Avant que le ciel ne nous tombe sur la tête !
© Nicolas Martinez
Optraken est le premier tir groupé du Galaktik Ensemble. Engagements physique et politique avec des moyens poétiques : du cirque comme on l’aime, créatif et percutant !
Après le masque, le casque ? Ici, le sol se dérobe et il pleut des objets de toutes sortes. Le mobilier ne tient pas le choc non plus. Jusqu’aux pendrions qui s’écroulent. Bref, le danger est omniprésent et c’est le chaos le plus total. Dans ce milieu hostile, cinq individus doivent donc ruser. D’astucieux panneaux mouvants servent à la fois de boucliers et de rampes de lancement, de tableaux noirs et d’écrans. Sauf que la machine s’emballe.
L’art de l’esquive
Projectiles, déflagrations, effondrements… Les séquences absurdes s’enchaînent sans temps mort. La cadence devient vite infernale. Cette profusion de plâtre, de pétards et de plastique (sacs, plantes artificielles, bâche…) en dit beaucoup de nos excès : surproduction, surconsommation, bétonisation, pollution… Alors, ces héros des temps modernes font comme ils peuvent : ils jouent leur survie. Rien de moins. Après une multitude de chutes, quelques comas, de nombreux coups et plusieurs décès, le danger plane toujours, jusqu’à la libération de la parole nous incitant à sortir couverts. Oui, casqués !

© Nicolas Martinez
Cette injonction surprend, après l’impuissance manifeste de ces personnages, leur impossibilité à tenir debout, à éviter un obstacle et même à aligner deux mots. Cette prise de parole de circassiens, a priori davantage plutôt portés sur le mouvement, revêt une haute portée symbolique.

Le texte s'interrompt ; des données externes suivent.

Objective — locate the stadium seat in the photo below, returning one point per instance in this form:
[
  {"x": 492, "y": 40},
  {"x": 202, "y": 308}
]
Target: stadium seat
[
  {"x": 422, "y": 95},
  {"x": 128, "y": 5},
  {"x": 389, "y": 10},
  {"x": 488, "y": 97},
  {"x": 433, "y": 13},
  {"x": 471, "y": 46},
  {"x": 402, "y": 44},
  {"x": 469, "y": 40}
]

Postures et positionnement
Ce collectif d’artistes, dont la complicité a débuté il y a une dizaine d’années à l’École nationale de cirque de Rosny-sous-Bois, invente justement ce qu’ils nomment une « acrobatie de situation », qu’il définit comme le « rapport direct et concret entre un environnement accidenté et la capacité de l’homme à s’y ajuster ».

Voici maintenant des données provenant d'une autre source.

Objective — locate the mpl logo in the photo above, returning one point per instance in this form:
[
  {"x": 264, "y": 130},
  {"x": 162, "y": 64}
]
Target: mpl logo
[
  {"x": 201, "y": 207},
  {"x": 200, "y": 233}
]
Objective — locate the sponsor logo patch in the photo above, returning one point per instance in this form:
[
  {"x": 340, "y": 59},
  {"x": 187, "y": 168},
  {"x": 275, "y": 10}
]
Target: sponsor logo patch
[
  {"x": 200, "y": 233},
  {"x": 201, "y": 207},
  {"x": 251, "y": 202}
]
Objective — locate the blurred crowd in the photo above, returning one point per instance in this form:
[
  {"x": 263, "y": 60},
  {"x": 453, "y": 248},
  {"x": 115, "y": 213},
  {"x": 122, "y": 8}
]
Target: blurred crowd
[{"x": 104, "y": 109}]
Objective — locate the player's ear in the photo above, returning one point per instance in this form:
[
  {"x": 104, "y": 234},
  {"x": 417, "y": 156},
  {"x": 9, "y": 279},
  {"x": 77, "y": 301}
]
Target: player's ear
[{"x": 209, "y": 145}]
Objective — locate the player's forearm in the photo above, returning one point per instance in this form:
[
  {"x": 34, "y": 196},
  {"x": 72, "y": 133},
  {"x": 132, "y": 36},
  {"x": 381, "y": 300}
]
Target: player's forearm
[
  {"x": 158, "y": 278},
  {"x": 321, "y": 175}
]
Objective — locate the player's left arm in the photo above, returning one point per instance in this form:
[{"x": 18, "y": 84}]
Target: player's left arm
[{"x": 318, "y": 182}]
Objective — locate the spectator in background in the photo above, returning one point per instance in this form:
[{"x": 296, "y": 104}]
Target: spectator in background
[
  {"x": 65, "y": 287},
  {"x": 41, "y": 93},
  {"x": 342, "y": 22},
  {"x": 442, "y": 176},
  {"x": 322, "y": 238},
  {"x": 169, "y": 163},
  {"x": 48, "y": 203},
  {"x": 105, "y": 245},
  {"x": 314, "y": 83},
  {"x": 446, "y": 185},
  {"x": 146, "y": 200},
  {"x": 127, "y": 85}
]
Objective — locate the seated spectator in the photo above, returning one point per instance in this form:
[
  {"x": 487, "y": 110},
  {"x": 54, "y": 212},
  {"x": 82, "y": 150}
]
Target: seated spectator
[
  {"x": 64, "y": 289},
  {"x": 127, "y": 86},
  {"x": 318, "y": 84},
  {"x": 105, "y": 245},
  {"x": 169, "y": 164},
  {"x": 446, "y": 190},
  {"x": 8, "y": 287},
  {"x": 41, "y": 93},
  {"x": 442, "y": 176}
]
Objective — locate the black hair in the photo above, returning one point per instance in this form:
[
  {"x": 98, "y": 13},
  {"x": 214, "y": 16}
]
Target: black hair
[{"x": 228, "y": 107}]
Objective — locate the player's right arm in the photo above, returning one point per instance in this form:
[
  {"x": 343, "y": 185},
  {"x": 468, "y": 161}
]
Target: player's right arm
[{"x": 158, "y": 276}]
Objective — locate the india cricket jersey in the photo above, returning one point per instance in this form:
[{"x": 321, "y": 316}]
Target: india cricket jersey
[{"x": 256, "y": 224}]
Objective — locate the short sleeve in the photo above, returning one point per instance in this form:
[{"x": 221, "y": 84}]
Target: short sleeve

Si le danger est le moteur de l’écriture dramaturgique, les interprètes jonglent avec les risques pour déjouer le danger. Individuellement puis en groupe, ils finissent par s’organiser et trouver des solutions. En effet, comment faire face à l’imprévisible, mais surtout, résister, au-delà de la nécessaire adaptation ? C’est une vraie prise de position : « L’espoir, nous le convoquons à travers la résistance à l’oppression dans toutes ses stratégies et dans notre indéfectible solidarité », expliquent-ils.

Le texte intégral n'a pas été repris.